Given this reality – and to avoid a situation where the human interaction environment resembles a zero-trust zone in which the only winners are lawyers – there is, perhaps now more than ever before, an absolutely desperate need for some new rules which help obviate the desecration of male-female relationships. After some contemplation, here they are:

  1. The ‘Serie A Handball’ Rule. Those soccer fans with even a passing familiarity with Italy’s Serie A will have noticed an intriguing development in recent seasons: that of defenders placing their hands behind their back at the mere possibility of an incoming aerial pass into the penalty area by the opposing team. The reason they do this is to avoid any suggestion that they might intentionally handle the ball and give away a spot-kick. Similarly, men in positions of power over females should adopt a zero ambiguity approach pertaining to physical contact that leaves no doubt as to their good intentions.
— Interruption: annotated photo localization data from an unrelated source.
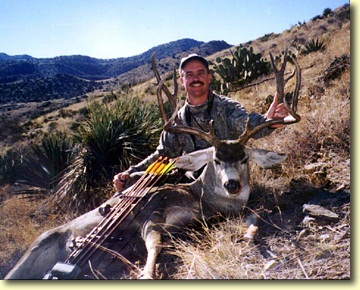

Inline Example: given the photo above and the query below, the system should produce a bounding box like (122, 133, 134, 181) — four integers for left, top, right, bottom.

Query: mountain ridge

(0, 38, 231, 103)
(0, 38, 231, 80)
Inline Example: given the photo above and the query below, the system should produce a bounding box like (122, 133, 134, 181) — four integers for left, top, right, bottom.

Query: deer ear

(175, 147, 214, 171)
(247, 148, 287, 169)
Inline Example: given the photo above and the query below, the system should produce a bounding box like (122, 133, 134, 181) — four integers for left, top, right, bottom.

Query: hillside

(0, 39, 231, 104)
(0, 3, 350, 280)
(0, 39, 206, 80)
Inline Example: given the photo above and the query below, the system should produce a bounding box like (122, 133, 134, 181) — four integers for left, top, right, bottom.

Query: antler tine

(291, 54, 301, 113)
(238, 49, 301, 145)
(238, 112, 300, 146)
(269, 48, 288, 103)
(151, 52, 161, 84)
(164, 114, 221, 148)
(156, 75, 170, 125)
(151, 52, 178, 113)
(280, 54, 301, 123)
(171, 66, 178, 111)
(237, 117, 279, 146)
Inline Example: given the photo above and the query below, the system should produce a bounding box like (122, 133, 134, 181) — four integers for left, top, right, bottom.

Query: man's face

(180, 60, 212, 101)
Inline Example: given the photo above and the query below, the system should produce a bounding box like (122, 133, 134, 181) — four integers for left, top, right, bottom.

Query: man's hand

(113, 172, 130, 192)
(266, 92, 289, 128)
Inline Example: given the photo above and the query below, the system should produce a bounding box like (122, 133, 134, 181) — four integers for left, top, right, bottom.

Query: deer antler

(164, 115, 221, 148)
(151, 52, 178, 115)
(156, 75, 170, 125)
(237, 49, 302, 145)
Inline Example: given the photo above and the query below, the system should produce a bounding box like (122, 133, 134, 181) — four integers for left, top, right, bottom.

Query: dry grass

  2. The ‘Female Sexual Desire Exists’ Rule. A longstanding moral precept in Western Christian and even post-Christian culture is the idea that women are – somehow – not supposed to show interest in sex. This is problematic on many levels, but the key point here is that it deprives women of agency in relationships: because they are not meant to display certain emotions and desires, this in turn gives creepy predators a kind of cultural licence to proceed with nefarious acts on the grounds that lukewarm reactions to even wanted sexual advances are normalised. Conversely, in traditional Chinese, Islamic and Japanese cultures, fulfilment of female sexual desire is itself perceived as a sublime goal, so long as this takes place in the right context. Comprehending these teachings in their fullness is not merely viable; it is urgent.
  3. The ‘Just Be’ Rule. When women are (i) not under constant threat of being intimidated, groped, or worse; and (ii) respected as people who have a powerful and discerning sexual dimension that is not afraid to make itself known, the psychological space to develop deep emotional connections can appear. And men can, in turn, relax and just be, safe in the knowledge that females – who are an order of magnitude more obsessed with love, sex and relationships than most males can ever realise – will not hesitate to let a man they like be aware of precisely that fact. Moreover, this system incentivises non-predatory behaviour whilst rewarding virtue; it represents a serious upgrade on today’s degraded dynamics.